Making Meaning: "Printers of the Mind" and Other Essays (Studies in Print Culture and the History of the Book series)
by:
McKenzie, D. F.
McDonald, Peter D. (Editor)
Suarez, Michael F., S.J. (Editor)
Publisher:
University of Massachusetts Press
Published:June 1, 2002
ISBN:1558493360
Format:Paperback
Pages:360
Description:
Michael Winship, University of Texas, Austin
...an important collection, one that should have broad appeal.
Product Description:
"The greatest bibliographer of our time," was how historian Robert Darnton described D. F. McKenzie.

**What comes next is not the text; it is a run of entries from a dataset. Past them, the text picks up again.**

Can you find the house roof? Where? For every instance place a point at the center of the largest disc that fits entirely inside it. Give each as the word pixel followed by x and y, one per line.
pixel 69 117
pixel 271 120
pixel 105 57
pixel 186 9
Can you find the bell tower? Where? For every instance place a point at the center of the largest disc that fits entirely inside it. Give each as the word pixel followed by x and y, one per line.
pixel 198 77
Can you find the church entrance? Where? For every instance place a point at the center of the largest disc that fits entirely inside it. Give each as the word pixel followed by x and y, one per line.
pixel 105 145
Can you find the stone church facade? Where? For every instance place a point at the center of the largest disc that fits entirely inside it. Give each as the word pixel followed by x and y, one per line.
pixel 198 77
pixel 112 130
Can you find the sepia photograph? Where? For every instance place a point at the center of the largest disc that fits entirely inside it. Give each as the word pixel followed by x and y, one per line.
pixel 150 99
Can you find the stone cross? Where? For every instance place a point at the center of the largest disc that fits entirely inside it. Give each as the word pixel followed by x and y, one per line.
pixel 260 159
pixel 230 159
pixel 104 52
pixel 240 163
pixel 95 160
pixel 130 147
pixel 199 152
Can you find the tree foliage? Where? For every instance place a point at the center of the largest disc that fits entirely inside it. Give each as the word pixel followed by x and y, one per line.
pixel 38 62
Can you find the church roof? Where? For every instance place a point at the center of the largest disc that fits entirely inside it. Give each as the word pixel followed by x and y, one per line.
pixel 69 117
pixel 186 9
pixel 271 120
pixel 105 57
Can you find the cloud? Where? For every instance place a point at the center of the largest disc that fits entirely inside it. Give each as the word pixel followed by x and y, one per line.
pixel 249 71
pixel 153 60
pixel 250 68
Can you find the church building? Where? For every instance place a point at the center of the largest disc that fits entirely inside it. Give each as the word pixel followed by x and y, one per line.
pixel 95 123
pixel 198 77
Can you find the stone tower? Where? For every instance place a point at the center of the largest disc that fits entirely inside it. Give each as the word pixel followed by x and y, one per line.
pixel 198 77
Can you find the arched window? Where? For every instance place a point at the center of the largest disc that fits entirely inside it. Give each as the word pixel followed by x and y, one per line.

Yet until
now many of McKenzie's major essays, scattered in specialist journals and inaccessible publications, have circulated mainly in tattered photocopies. This volume, edited by two of McKenzie's former students, brings together for the first time a wide range
of his writings on bibliography, the book trade, and the "sociology of texts." Selected by the author himself before his sudden death in 1999, the essays range from the material transmission of Shakespeare's plays in the seventeenth century to the
connections among oral, manuscript, and print cultures. "Making Meaning" reflects McKenzie's virtuosity as a traditional bibliographer and reveals how his thought-provoking scholarship made him a driving force in the genesis and development of the new
interdisciplinary field of book history. His refusal to recognize the traditional boundary between bibliography and literary history re-energized the study of the social, political, economic, and cultural aspects of book production and reception. The
editors' introduction and head-notes situate McKenzie's innovative and controversial thinking in the debates of his time.